I’m using a MongoDB database to keep track of analytics for an application. I’m writing a Clojure application (using clj-time and Monger) to get data out of the database.
I have a collection containing records like
{"_id": ObjectId(...),
timestamp: ISODate("2013-06-01T15:18:37Z"),
device: "04dbf04b6dc0d0a4fd383967b3dc62f50111e07e"}
Each different device
represents a different user of my service. What I’d like to do is to find out how many (unique) users I have each day, but with the caveat that I’d like “day” to refer specifically to the US/Central time zone, taking daylight saving into account. (If that weren’t a requirement I think I could just do something like a $group
and then a distinct
.)
Here’s what I’ve been doing:
(ns analytics.reporting
(:use [monger.core :only [connect! connect set-db! get-db]]
monger.operators
clj-time.core
clj-time.periodic
clj-time.format)
(:require [monger.collection :as mc]))
(defn to-central
[dt]
(from-time-zone dt (time-zone-for-id "America/Chicago")))
(defn count-distinct
[coll]
(count (distinct coll)))
(defn daily-usage
[ndays]
(let [midnights (map to-central
(reverse (for [offset (map days (range ndays))]

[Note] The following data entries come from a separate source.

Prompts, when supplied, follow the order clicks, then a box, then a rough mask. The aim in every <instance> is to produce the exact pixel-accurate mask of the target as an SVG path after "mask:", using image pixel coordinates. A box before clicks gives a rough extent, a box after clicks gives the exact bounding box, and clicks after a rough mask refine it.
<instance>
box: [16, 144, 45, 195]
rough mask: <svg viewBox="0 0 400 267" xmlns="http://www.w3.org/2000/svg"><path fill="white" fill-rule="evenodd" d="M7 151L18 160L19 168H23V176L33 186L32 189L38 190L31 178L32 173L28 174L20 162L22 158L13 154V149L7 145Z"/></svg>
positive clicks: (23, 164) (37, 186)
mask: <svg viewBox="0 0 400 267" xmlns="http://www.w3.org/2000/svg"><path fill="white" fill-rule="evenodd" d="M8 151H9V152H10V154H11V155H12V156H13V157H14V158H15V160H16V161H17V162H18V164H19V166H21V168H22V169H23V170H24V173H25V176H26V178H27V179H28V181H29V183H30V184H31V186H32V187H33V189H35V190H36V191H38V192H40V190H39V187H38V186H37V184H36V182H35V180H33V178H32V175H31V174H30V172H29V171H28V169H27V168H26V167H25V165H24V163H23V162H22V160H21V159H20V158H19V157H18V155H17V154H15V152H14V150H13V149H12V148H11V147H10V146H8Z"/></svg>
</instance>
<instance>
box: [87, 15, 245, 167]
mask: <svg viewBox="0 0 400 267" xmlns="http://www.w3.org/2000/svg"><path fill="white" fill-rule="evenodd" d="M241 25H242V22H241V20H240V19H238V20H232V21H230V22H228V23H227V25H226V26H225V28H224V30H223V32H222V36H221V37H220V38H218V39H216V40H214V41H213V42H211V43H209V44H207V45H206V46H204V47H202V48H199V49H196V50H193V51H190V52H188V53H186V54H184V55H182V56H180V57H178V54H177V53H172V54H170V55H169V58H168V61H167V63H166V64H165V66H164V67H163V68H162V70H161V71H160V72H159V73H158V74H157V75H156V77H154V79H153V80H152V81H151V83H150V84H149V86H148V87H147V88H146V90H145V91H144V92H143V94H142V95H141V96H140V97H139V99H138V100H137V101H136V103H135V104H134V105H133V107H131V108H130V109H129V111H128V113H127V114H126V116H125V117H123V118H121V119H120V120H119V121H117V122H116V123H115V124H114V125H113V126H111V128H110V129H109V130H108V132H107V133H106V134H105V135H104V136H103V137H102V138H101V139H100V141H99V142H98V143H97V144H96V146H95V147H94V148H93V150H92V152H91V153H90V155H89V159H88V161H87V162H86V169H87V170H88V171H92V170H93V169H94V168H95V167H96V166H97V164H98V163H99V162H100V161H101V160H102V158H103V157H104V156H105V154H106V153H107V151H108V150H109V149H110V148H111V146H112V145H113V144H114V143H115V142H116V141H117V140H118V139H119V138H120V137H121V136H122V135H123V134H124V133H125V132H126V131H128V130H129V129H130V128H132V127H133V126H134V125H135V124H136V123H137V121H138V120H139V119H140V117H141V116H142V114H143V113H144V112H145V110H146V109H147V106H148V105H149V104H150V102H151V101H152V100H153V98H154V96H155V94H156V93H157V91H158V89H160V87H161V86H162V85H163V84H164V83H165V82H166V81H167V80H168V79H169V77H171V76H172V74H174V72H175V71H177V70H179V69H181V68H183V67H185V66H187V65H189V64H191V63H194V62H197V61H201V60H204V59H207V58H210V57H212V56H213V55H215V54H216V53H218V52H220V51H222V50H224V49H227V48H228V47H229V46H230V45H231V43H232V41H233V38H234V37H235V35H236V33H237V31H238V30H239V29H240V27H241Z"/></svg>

(minus (to-central (today-at 0 0)) offset))))
by-day (for [midnight midnights]
(mc/find-maps "devices" {:timestamp {$gte midnight $lt (plus midnight (days 1))}}))
devices-by-day (map #(map :device %) by-day)
distinct-devices-by-day (map count-distinct devices-by-day)]
distinct-devices-by-day))
If you can’t read Clojure, this basically says: get a list of the most recent n midnights in the Central time zone, and then run Mongo queries to find all of the records between each successive pair of midnights. Then, count the number of distinct device
s within each day.
Here’s what I don’t like about this approach:
- Running a separate query for each day (I usually look at 30 days at a time) feels wrong; this is something that should be done on the database side instead of the application side.
- Counting the distinct
device
s should also be done by the database. - My server is set to the UTC time zone, so if it’s after midnight in UTC but before midnight in Central time, the last entry in this list will always be zero. This is easy enough to patch over, but I’d prefer a solution smart enough to prevent it in the first place.
- This entire function takes about 500ms to run. That isn’t awful—I’m the only one who runs the query, and only once or twice per day—but it seems like the operation shouldn’t take that long.
Is there a way I can shove more of this logic into the MongoDB query?